C'est l'une des plus
risibles prétentions du catholicisme d'affirmer qu'au cours des siècles ses
croyances, sa morale, ses rites essentiels n'ont pas varié. Admettre que son
inspirateur divin, le Saint-Esprit, s'est contredit souvent et qu'il tient un
langage opposé, selon les âges et les régions, serait trop préjudiciable à
l'autorité de l'Eglise et du pape tenus pour infaillibles. Aussi, depuis saint
Paul, les théologiens orthodoxes répètent-ils à l'envie que le dépôt des
vérités religieuses demeure intact, transmis d'une génération à l'autre sans
nouveautés profanes. Tout au plus reconnaissent-ils que, d'implicites, les dogmes
deviennent explicites, par décision des papes ou des conciles ; et l'autorité
ecclésiastique, par son attachement obstiné à des formules vieillies, comme par
son désir d'écarter toute idée nouvelle, arrive à donner l'illusion de
l'immobilité aux fidèles qui ne réfléchissent pas. Illusion dont l'historien
sincère ne peut être dupe, tant il est manifeste qu'une évolution dogmatique se
produit au sein du catholicisme et de n'importe quelle religion. Des textes
bibliques demeurés identiques, quant à la lettre, furent dotés d'un sens
contradictoire au cours des temps ; c'est le cas pour le récit de la création
du monde. Les pères de l'Eglise seraient étrangement surpris de
l'interprétation donnée aux passages de l'Evangile qui fondent la primauté du
pape, au dire des croyants modernes ; en admettant qu'il ne s'agisse pas de
textes interpolés, comme on le suppose concernant le fameux verset : « Tu es
Pierre et sur cette pierre je bâtirai mon Eglise et les parles de l'enfer ne
prévaudront pas contre elle ». Les premiers chrétiens ne comprendraient rien au
dogme de la transubstantiation, l'eucharistie consistant, pour eux, à rompre le
pain ensemble, afin d'affirmer leur fraternité. Et s'ils lisaient dans les
textes d'alors, ce qui est douteux : « Ceci est mon corps ... ceci est mon sang
», ils ne concluaient pas à la présence réelle du Christ sous les apparences du
pain et du vin. Ajoutons qu'en majorité les catholiques, même instruits, sont
d'une ignorance profonde concernant les mille et mille dogmes affirmés par leur
religion. Et de les connaître ils n'ont cure, se bornant à déclarer qu'ils
admettent ce qu'enseigne l'Eglise ; prêts, dans la discussion, à faire bon
marché de croyances qu'ils ne comprennent plus ou de formules dont l'utilité
leur échappe. On doit constater qu'un abîme sépare habituellement la religion
du théologien et celle du peuple ; pour eux le même vocable revêt un sens
différent, l'identité des phrases parlées n'implique nullement celle du contenu
de la pensée. Accomplir certains rites traditionnels, suivre les directives
données par le confesseur, voter pour le candidat du curé, voilà qui résume
l'essentiel catholicisme aux yeux des fidèles contemporains. Quant aux
discussions sur la grâce, l'incarnation, la divinité, qui passionnèrent leurs
prédécesseurs, ils s'en détournent indifférents ou ennuyés ; la foi vivante
abandonne les problèmes métaphysiques aux spéculations, sans efficacité
pratique, des théologiens. Combien de prêtres ont déploré en ma présence la
manie dogmatique des premiers chrétiens, gênés qu'ils sont aujourd'hui par un
amas de formules mortes souvent infirmées par la science et la raison. Débarrasser
l'Eglise du lourd fardeau des dogmes contradictoires ou inutiles était la tâche
que s'assignait la tentative néo-catholique connue sous le nom de modernisme.

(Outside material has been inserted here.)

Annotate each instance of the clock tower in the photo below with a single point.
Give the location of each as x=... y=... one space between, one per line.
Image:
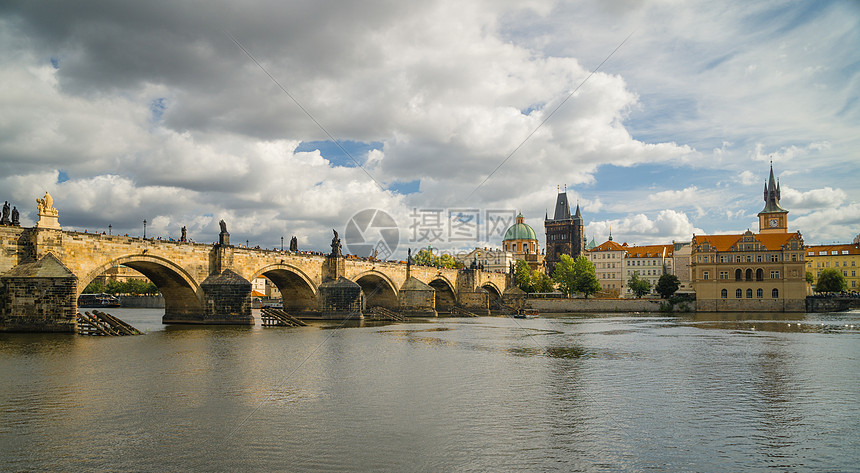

Nombreux furent les mouvements néo-catholiques au cours des siècles :
l'évolution religieuse étant toujours inachevée, des croyances nouvelles étant
sans cesse en voie de gestation, il serait impossible qu'il en fût autrement.
Le philonisme du pseudo-Jean, le platonisme d'Augustin, l'aristotélisme de
Thomas d'Aquin comptent parmi ceux que l'autorité ecclésiastique adopta, après
des résistances ; moins heureux, les hérétiques, particulièrement nombreux
durant les premiers siècles, se virent définitivement rejetés hors de l'Eglise
romaine Depuis Descartes, jamais n'a pu se réaliser un accord durable entre la
philosophie et la religion ; au cours du XIXe siècle, les progrès de l'histoire
et des sciences expérimentales achevèrent de ruiner les affirmations des
théologiens. Chez la majorité des peuples, les vieilles croyances s'en
trouvèrent ébranlées ; dans le monde musulman, cette crise aboutit au triomphe
des jeunes turcs ; grâce au libre examen, elle fut moins profonde chez les
protestants ; par contre, elle devait être particulièrement grave dans le
catholicisme, religion essentiellement dogmatique et autoritaire. Disons même
qu'elle est loin d'être terminée : au cours des dix dernières années, j'ai
fourni, pour ma part, à une cinquantaine de prêtres, le moyen de secouer un
joug qui leur pesait ; et le nombre est énorme de ceux qui m'ont avoué leur dégoût
pour un métier qu'ils n'ont pas le courage de quitter. Une constatation
impartiale nous oblige d'ailleurs à reconnaître que les principaux adversaires
du catholicisme sortent de son sein et qu'en général, au contraire, les
défenseurs de la religion se recrutent parmi les élèves des lycées ou des
grandes écoles de l' Etat ; en France du moins. Sans doute parce que les
premiers ont constaté de visu la sottise et la méchanceté du prêtre, alors que
les seconds, bernés par les pontifes universitaires, ont cru à la bonne foi et
aux mérites du clergé. Les instituteurs, heureusement, ont moins de respect que
les secondaires pour toutes les vieilleries nationales ; leurs élèves ignorent
la bigoterie qui déshonore trop de lycées où l'aumônier règne en maître.
A l'origine du
néo-catholicisme moderniste, nous trouvons les écrits de Newman et des
protestants anglo-saxons ralliés à la communion romaine. En France, il prit une
forme historique avec Duchesne, Loisy, Turmel ; une forme philosophique avec
Laberthonnière et Leroy. Ce dernier, un universitaire, disciple convaincu de
Bergson, eut l'imprudence, en 1905, de poser cette question : « Qu'est-ce qu'un
dogme ? » et de répondre que s'il implique vérité éternelle et immobile, sa
formule, toujours imparfaite, demeure variable et changeante. « L'objet de la
foi reste toujours le même, mais non point la manière de le penser et d'y
accéder. » L'histoire des dogmes serait seulement celle des formules utilisées
successivement par la foi vivante et abandonnées lorsque le progrès
intellectuel permet de les dépasser. Comme Leroy n'était qu'un laïc, l'Eglise,
tout en réprouvant sa doctrine, l'a traité avec ménagement ; ses caquetages
avec de rusés jésuites, qui le dupent impunément, durent depuis des années.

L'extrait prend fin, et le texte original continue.